Simon Jolin-Barrette en entrevue lors d'une mêlée de presse.

Le ministre québécois de la Justice, et ministre responsable de la Langue française, Simon Jolin-Barrette

Photo : Radio-Canada

Déposé il y a un an, le projet de loi 96 vise à apporter plusieurs modifications à la Charte de la langue française de 1977, en renforçant le statut du français dans toutes les sphères de la société.

Afin de s’assurer que le français soit la langue officielle et commune du Québec, le gouvernement imposerait de nouvelles obligations en matière de francisation aux entreprises de 25 à 49 employés, contrôlerait l’accès aux études collégiales en anglais et réglementerait les interactions dans une langue autre que le français entre le gouvernement québécois et les citoyens et entreprises du Québec.

Lettre ouverte en chantier

Selon nos informations, le député Housefather prépare une lettre ouverte contre le projet de loi 96 qui sera publiée après que l’Assemblée nationale aura adopté la loi. L’Assemblée nationale recommencera à siéger le 24 mai, après une pause la semaine prochaine.

M. Housefather avait critiqué plusieurs éléments du projet de loi 96 l’an dernier, dont le fait qu’il restreint l’accès à des services gouvernementaux en anglais.

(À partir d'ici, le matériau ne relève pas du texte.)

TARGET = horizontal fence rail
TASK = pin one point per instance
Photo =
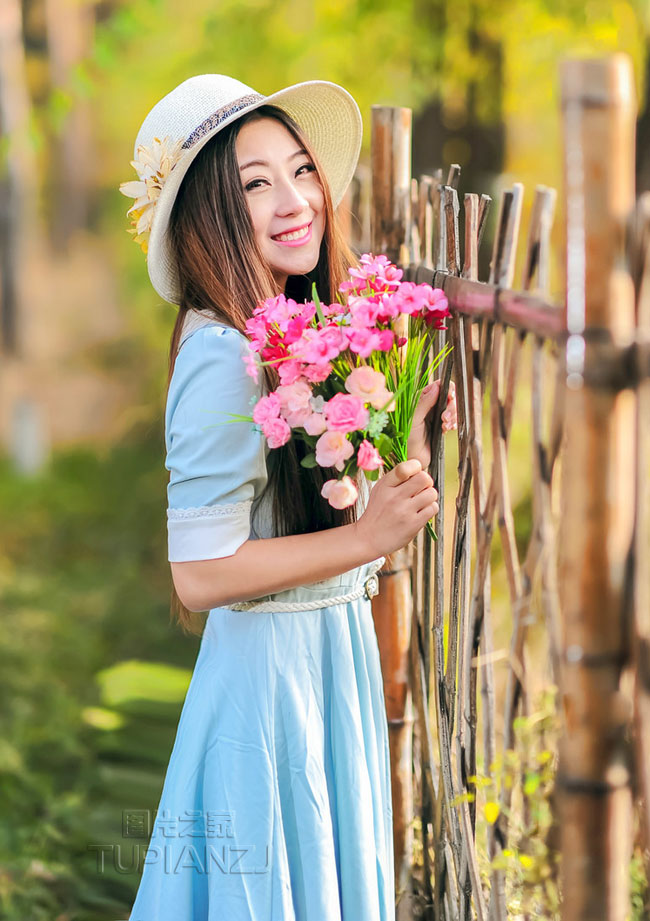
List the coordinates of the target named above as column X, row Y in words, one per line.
column 481, row 694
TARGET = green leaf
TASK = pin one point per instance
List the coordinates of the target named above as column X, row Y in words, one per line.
column 384, row 445
column 316, row 300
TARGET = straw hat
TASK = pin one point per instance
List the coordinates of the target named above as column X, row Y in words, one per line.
column 179, row 125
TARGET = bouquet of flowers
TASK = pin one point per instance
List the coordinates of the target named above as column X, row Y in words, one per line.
column 351, row 373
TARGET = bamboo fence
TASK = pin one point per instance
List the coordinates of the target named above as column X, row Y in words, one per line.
column 581, row 577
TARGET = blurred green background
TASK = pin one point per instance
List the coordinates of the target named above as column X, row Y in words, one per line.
column 93, row 676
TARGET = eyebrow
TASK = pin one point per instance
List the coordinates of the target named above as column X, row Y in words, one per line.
column 298, row 153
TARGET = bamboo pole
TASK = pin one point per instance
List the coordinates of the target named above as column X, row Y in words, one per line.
column 641, row 552
column 598, row 498
column 393, row 606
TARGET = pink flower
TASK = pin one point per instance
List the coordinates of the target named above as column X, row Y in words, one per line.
column 295, row 328
column 280, row 310
column 345, row 413
column 412, row 298
column 363, row 341
column 333, row 449
column 276, row 432
column 289, row 371
column 340, row 493
column 318, row 372
column 368, row 457
column 317, row 346
column 389, row 307
column 294, row 402
column 364, row 311
column 252, row 368
column 386, row 339
column 369, row 386
column 436, row 308
column 256, row 330
column 266, row 408
column 315, row 424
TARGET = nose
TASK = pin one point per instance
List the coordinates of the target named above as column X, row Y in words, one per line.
column 290, row 198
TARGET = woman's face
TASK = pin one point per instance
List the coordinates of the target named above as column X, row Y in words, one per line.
column 284, row 196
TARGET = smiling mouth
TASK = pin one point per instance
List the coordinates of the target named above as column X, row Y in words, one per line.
column 300, row 234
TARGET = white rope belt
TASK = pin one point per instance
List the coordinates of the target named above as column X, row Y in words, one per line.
column 369, row 589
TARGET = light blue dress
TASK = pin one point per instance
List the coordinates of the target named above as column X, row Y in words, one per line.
column 276, row 804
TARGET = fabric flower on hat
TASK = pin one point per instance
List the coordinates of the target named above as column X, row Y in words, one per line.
column 153, row 165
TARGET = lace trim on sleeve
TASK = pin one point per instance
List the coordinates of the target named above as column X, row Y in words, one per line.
column 209, row 511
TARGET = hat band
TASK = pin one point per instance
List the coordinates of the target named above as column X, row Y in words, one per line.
column 214, row 120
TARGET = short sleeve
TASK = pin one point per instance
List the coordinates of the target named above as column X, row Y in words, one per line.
column 217, row 466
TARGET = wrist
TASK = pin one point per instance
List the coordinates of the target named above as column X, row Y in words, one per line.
column 362, row 546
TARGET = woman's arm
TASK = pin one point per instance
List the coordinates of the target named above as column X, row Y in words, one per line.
column 399, row 506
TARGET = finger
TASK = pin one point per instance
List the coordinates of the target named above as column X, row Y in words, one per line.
column 405, row 470
column 427, row 503
column 416, row 484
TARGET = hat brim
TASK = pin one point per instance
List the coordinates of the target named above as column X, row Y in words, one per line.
column 331, row 120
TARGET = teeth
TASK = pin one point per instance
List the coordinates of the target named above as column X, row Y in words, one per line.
column 296, row 235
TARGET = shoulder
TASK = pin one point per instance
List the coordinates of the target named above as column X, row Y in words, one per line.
column 214, row 351
column 209, row 371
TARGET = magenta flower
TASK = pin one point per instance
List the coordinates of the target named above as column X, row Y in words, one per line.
column 318, row 372
column 266, row 408
column 364, row 311
column 345, row 413
column 363, row 341
column 276, row 431
column 368, row 457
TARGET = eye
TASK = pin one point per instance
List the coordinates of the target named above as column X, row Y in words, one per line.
column 308, row 166
column 254, row 184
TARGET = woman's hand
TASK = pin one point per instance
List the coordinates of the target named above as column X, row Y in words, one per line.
column 400, row 504
column 418, row 443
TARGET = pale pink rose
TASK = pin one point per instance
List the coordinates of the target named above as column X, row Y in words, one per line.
column 294, row 397
column 345, row 413
column 266, row 408
column 333, row 449
column 368, row 457
column 340, row 493
column 369, row 386
column 276, row 432
column 315, row 424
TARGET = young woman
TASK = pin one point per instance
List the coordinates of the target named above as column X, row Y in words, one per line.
column 276, row 804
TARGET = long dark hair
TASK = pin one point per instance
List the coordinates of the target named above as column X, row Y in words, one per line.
column 222, row 272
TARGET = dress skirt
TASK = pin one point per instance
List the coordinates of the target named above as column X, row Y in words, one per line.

Ce changement toucherait des immigrants des États-Unis ou d'autres pays anglophones, et même des survivants de l'Holocauste, aujourd'hui nonagénaires et qui font partie de la communauté anglophone depuis leur arrivée au pays, il y a plus de 70 ans, a-t-il dit lors d’un débat sur une motion du Bloc québécois en appui au projet de loi.

Il avait aussi critiqué le fait que le projet de loi utilise la clause dérogatoire, ce qui limite les possibilités de contestation judiciaire de la loi après son adoption.

« Même si nous devons accepter que la clause dérogatoire fasse partie de la Charte, elle peut être invoquée, mais ne devrait être invoquée qu'en de très rares occasions, à la suite d'un jugement d'un tribunal et non de façon préventive. C'est profondément troublant de soustraire prématurément un projet de loi à de possibles contestations judiciaires. »

— Une citation de  Anthony Housefather, député libéral fédéral de Mont-Royal.
Sophie Chatel pose avec au loin le parlement, à Ottawa.

Sophie Chatel, députée libérale de Pontiac à la Chambre des communes

Photo : Radio-Canada / Jacques Corriveau

La députée libérale de Pontiac, une circonscription qui inclut une importante communauté anglophone dans l’ouest du Québec, mentionne que le gouvernement fédéral est lui aussi en voie de moderniser les lois linguistiques du pays.

Nous avons la responsabilité de protéger et de promouvoir le français au Québec et à l'extérieur du Québec, tout en protégeant les droits des Québécois d'expression anglaise et des francophones hors Québec, affirme Sophie Chatel par voie de courriel.